As a professional group, German-speaking surgeons were the earliest to grasp the importance of bacteriology and Lister’s ideas. In 1875, Richard von Volkmann (1830–1889) and Johann Nussbaum (1829–1890) commented favorably on their treatment of compound fractures with antiseptic methods. In France, Just Lucas-Championière (1843–1913) was not far behind. The following year, Lister traveled to the United States, where he spoke at the International Medical Congress held in Philadelphia and gave additional lectures in Boston and New York. Lister’s presentations were memorable, sometimes lasting more than three hours, but American surgeons remained unconvinced about his message. American surgeons did not begin to embrace the principles of antisepsis until the mid-1880s. The same was also true in Lister’s home country, where he initially encountered strong opposition led by the renowned gynecologist Lawson Tait (1845–1899).

Over the years, Lister’s principles of antisepsis gave way to principles of asepsis, or the complete elimination of bacteria. The concept of asepsis was forcefully advanced by Ernst von Bergmann (1836–1907), professor of surgery in Berlin, who recommended steam sterilization (1886) as the ideal method to eradicate germs. By the mid-1890s, less clumsy antiseptic and aseptic techniques had found their way into most American and European surgical amphitheaters. Any lingering doubts about the validity of Lister’s concepts of wound infection were eliminated on the battlefields of World War I. Aseptic technique was virtually impossible to attain on the battlefield, but the invaluable principle of wound treatment by means of surgical debridement and mechanical irrigation with an antiseptic solution was developed by Alexis Carrel (1873–1944) ( Fig. 1.6 ), the Nobel prize-winning French-American surgeon, and Henry Dakin (1880–1952), an English chemist.

Fig.1.6, Alexis Carrel (1873–1944).

Once antiseptic and aseptic techniques had been accepted as routine elements of surgical practice, it was inevitable that other antibacterial rituals would take hold, in particular, the use of caps, hats, masks, drapes, gowns, and rubber gloves. Until the 1870s, surgeons did not use gloves because the concept of bacteria on the hands was not recognized. In addition, no truly functional glove had ever been designed. This situation changed in 1878, when an employee of the India-Rubber Works in Surrey, England, received British and U.S. patents for the manufacture of a surgical glove that had a “delicacy of touch.” The identity of the first surgeon who required that flexible rubber gloves be consistently worn for every surgical operation is uncertain. Halsted is regarded as the individual who popularized their use, although the idea of rubber gloves was not fully accepted until the 1920s.
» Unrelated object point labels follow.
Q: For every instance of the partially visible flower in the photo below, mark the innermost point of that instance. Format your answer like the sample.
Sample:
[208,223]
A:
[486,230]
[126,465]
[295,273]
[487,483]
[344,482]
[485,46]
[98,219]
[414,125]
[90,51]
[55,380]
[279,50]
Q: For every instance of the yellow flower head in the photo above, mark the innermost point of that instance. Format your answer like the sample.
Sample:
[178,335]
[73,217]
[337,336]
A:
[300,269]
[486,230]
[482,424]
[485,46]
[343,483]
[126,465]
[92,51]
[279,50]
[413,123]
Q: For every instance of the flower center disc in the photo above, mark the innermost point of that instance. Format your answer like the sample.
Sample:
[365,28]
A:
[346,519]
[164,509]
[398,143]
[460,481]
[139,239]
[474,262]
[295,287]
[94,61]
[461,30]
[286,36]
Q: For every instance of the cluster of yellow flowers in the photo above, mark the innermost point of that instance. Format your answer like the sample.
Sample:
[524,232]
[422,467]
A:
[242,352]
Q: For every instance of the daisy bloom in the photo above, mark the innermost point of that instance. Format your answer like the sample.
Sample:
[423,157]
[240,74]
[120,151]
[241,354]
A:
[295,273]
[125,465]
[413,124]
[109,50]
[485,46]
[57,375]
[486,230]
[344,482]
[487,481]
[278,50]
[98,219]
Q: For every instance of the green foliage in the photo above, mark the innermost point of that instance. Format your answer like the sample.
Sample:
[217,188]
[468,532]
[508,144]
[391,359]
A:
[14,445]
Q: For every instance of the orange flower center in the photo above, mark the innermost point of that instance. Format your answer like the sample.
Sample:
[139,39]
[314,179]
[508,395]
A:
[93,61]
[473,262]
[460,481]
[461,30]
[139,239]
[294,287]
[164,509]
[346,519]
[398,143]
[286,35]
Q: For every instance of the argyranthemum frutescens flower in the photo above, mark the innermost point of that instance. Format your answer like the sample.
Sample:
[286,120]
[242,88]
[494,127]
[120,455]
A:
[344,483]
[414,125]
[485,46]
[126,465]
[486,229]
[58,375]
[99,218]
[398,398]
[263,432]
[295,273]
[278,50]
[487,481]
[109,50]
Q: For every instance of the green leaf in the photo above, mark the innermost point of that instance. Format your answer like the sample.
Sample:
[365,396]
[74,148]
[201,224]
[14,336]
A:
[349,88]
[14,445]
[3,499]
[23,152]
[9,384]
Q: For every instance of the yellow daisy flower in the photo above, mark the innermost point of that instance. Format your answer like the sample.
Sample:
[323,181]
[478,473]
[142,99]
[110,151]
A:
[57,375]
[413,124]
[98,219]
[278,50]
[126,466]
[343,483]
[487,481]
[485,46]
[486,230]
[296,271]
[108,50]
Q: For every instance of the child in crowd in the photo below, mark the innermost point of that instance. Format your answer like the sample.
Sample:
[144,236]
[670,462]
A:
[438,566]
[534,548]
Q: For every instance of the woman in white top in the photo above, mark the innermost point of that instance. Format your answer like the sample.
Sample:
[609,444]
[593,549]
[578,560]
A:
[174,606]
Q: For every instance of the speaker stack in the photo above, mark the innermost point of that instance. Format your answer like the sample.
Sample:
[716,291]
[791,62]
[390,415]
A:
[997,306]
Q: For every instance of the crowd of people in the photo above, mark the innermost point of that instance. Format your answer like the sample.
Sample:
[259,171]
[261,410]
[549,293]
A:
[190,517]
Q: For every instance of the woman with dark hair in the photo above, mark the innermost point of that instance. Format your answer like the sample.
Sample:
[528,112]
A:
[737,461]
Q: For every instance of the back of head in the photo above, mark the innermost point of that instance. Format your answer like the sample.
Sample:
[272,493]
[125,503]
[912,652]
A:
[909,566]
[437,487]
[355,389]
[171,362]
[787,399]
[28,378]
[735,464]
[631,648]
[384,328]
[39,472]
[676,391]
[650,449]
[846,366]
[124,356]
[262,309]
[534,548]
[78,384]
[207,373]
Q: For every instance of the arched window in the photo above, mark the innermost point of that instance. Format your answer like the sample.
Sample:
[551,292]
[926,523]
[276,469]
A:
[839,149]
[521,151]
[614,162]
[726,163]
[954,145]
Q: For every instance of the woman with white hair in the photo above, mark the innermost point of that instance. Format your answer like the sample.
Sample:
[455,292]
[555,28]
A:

In 1897, Jan Mikulicz-Radecki (1850–1905), a Polish-Austrian surgeon, devised a single-layer gauze mask to be worn during a surgical operation. An assistant modified the mask by placing two layers of cotton-muslin onto a large wire frame to keep the gauze away from the surgeon’s lips and nose. This modification was crucial because a German microbiologist showed that bacteria-laden droplets from the mouth and nose enhanced the likelihood of wound infection. Silence in the operating room became a cardinal feature of surgery in the early 20th century. At approximately the same time, when it was also determined that masks provided less protection if an individual was bearded, the days of surgeons sporting bushy beards and droopy mustaches went by the wayside.